OpenAI and Anthropic's solution is an attempt to make function calling more reliable.
It works in the following way:
- Instead of describing the available functions in a system prompt, pass in the function signatures as part of the client API.
- Describe the function in this format: https://platform.openai.com/docs/guides/function-calling/step-2-describe-your-function-to-the-model-so-it-knows-how-to-call-it
- Check for tool calls in the response
Behind the scenes, OpenAI and Anthropic do things that are similar to our manual implementation. However, they've done additional fine-tuning, and also added additional stages in their pipeline that help increase the reliability of the function calls.
**Take these steps**
1. Review the documentation for function calling: https://platform.openai.com/docs/guides/function-calling
2. Port your implementation to use the OpenAI function calling parameters
**Milestone Checkpoint**
- [ ] Test the previous features and make sure they still work
- [ ] In LangSmith, compare the timing of the original implementation vs. the OpenAI function-calling implementation
### Milestone 8 (optional): Using other models
In this milestone, you'll explore the performance and character of different models. There's a convenient library, LiteLLM that allows you to easily switch between providers. It maps all APIs to the OpenAI standard for convenience.
**Take these steps**
1. In your .env, make sure you've added API keys for Anthropic and Fireworks.ai
2. The starter project is already using LiteLLM. At the top of `app.py`, uncomment different models.
```
# OpenAI GPT-4
# model = "openai/gpt-4o"
# Anthropic Claude
model = "claude-3-5-sonnet-20241022"
# Fireworks Qwen
# model = "fireworks_ai/accounts/fireworks/models/qwen2p5-coder-32b-instruct"
```
3. Explore different Fireworks models [here](https://fireworks.ai/models)
**Milestone Checkpoint**
- [ ] Test the previous features and see how well they work for different models
## Capstone Project - Week 3
Last week, the project milestone was to build the basic scaffold of your app, including the primary prompt and evaluation. Optionally, you added in RAG and LLM-as-a-judge evaluation.

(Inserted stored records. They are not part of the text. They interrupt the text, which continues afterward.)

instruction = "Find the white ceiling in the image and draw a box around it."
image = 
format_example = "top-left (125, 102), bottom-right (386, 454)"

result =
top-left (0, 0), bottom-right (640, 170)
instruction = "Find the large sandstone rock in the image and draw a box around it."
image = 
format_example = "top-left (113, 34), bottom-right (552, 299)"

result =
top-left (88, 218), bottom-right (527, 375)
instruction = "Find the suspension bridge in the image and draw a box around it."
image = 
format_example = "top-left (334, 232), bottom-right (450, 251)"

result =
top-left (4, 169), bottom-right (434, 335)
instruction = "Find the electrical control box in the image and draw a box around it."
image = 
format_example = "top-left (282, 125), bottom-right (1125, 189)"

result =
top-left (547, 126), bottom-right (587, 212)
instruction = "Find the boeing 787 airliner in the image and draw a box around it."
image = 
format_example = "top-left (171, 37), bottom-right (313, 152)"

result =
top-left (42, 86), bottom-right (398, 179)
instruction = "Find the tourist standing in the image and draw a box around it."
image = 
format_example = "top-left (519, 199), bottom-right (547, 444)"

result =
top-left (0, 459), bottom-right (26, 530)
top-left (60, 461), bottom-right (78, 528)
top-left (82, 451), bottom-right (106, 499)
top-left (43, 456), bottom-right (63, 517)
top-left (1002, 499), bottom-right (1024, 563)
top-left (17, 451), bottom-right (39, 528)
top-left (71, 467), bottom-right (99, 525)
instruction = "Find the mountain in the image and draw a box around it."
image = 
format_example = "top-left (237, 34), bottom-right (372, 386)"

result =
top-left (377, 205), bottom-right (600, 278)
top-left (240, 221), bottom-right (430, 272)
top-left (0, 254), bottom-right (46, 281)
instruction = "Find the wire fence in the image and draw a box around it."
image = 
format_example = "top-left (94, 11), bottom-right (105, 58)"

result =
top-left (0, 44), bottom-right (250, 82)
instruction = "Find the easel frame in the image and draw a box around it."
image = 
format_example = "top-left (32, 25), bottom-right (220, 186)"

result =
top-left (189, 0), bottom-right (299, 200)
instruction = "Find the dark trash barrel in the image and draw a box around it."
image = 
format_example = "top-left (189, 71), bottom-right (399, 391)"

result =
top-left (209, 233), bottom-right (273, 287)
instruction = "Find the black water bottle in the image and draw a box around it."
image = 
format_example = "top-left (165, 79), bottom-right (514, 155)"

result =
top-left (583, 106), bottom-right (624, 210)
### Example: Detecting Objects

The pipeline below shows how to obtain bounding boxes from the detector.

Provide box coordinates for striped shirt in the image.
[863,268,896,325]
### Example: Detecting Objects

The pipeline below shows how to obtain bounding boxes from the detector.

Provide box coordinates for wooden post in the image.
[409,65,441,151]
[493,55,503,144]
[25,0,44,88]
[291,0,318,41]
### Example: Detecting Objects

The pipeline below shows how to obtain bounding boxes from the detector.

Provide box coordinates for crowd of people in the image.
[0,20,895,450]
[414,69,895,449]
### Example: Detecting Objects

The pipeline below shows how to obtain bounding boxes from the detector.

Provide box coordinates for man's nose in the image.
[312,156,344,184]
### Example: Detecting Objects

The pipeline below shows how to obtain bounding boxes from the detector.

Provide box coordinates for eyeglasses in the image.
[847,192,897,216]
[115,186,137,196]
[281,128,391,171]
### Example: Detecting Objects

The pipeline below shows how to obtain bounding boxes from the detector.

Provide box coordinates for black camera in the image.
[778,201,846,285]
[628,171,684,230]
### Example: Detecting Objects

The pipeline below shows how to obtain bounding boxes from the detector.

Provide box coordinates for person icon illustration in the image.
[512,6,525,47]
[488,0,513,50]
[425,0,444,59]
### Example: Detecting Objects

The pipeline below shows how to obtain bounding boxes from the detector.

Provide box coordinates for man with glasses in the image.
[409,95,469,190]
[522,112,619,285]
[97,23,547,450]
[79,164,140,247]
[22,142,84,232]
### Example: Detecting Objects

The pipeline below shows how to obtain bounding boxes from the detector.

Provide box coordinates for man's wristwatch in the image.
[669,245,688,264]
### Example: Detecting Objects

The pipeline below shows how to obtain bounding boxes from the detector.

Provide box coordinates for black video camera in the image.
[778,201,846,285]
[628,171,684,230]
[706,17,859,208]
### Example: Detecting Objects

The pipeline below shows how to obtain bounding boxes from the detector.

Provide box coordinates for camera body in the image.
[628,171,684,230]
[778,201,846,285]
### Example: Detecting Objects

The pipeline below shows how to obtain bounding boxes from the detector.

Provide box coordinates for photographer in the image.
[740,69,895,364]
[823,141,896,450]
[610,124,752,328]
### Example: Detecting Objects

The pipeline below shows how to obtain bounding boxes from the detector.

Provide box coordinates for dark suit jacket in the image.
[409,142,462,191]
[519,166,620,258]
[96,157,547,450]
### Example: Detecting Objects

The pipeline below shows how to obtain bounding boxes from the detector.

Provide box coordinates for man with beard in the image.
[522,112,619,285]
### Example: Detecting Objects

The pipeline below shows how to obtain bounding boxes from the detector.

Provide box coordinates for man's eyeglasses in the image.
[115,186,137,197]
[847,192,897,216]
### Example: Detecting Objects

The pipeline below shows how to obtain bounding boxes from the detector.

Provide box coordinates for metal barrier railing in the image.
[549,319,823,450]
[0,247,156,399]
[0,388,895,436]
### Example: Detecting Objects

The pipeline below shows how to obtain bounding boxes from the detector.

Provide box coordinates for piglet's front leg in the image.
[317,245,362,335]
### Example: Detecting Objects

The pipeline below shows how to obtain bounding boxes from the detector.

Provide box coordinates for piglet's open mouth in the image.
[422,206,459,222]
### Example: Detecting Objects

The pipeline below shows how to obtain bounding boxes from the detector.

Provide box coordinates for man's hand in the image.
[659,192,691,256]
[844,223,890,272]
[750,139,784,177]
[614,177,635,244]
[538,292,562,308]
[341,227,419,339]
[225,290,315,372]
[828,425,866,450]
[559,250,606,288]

Note: you do not need to build a Chainlit app. If your app is more fundamentally a backend app, or it is using another way of interacting with the user (Chrome Extension, Slack, SMS, email, custom UI, etc), that's fine and exciting!
### Week 3 Capstone Milestones
- [ ] Continue building your RAG pipeline
- [ ] Implement at least one function call
## Submission
Complete the lab and upload to GitHub.